For this blog I want to share some tips of taking care of your gear, rather than photo skills. Especially after a long day hot day at the beach, your lens and camera will be covered in salty moist air, and maybe some small sand blowing onto your precious class. If you did some lens changes there may also be some which went into the camera body. So you must remember to use your dust blower to clean your lens, the body with a dry cloth, and the sensor/mirror to make sure everything is kept properly, otherwise the salt and moisture will corrode your gear which can be rather costly. The gear should also be placed into a moisture controlled container. There are a lot of choices in the market, for simple seal plastic box with some dehydration packs, to electric ones which cost around HKD1000 (depending on volume). These will keep your camera dry and in top form, and is a must for anyone serious about photography. Go get one!

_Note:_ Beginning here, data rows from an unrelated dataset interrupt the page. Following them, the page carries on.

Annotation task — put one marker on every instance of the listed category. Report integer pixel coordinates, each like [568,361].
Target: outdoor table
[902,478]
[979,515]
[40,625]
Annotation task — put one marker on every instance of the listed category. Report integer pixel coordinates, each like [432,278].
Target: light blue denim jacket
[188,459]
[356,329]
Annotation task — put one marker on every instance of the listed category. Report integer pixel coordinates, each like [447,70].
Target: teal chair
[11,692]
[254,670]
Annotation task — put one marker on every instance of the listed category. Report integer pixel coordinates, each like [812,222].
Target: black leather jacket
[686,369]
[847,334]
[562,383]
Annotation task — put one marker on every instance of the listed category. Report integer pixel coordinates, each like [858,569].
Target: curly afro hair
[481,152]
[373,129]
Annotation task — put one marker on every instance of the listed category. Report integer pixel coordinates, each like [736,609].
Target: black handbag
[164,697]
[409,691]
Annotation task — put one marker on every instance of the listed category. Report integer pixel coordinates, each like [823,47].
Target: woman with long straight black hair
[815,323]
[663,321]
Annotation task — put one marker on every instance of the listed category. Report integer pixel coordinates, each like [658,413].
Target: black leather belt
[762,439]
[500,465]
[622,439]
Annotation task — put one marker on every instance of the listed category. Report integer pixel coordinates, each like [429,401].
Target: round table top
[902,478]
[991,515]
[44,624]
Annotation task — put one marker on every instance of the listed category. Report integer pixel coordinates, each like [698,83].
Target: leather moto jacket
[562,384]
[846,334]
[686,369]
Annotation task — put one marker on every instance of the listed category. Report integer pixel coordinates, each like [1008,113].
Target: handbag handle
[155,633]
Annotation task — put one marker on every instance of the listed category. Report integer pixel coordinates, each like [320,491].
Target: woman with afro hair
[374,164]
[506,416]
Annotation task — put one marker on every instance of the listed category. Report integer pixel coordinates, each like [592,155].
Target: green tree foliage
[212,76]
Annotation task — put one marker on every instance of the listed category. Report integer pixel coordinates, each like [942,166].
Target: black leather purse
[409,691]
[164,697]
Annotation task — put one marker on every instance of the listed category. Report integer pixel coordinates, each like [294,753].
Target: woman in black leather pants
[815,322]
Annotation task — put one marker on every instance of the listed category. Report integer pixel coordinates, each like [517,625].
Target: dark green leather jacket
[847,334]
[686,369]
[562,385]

Back in February, I found my dad’s Nikon F3 camera and started playing with it. After a months time, I have finally finished a full roll of 36 frames, and collected the developed negatives today! For the past few years I was able to see the shots I have taken immediately on the camera’s LCD screen, and they can also be examined closely back at home on my computer at day end. It is truly a special feeling when you have the anticipation of not knowing how well the photos will come out, and have to wait for a few days for development before getting the negatives back; the sensation of holding negatives in hand is just like bringing myself back in time, maybe 15 years back where all cameras just use film.
The above photo was taken by the Nikon F3 with a 50mm f1.2 lens, using Lomography’s ISO400 B&W lady grey film. It has then been scanned directly from negative to digital. The scanned quality is not perfect, and the resolution is rather low, but somehow it feels different from DSLR outputs. Maybe its the low quality which gives it the “retro” feel, or maybe its just my own experience which makes it look different (or just a photo taken by a low quality digital camera with basic sensor!?)
My point is even though I have been shooting with DSLRs for quite sometime now, I am always able to learn new skills and tricks when going back to SLR working with film: the manual focusing lens, the confidence of shooting a few frames in your mind without the “luxury” of checking the result immediately etc. I highly encourage DSLR shooters to find a film camera to experience how photographers shoot back in the 80s. The feeling of waiting for the photos to be developed (unless you have your own darkroom) is certainly very interesting. You may not like it, buy there is no harm in trying!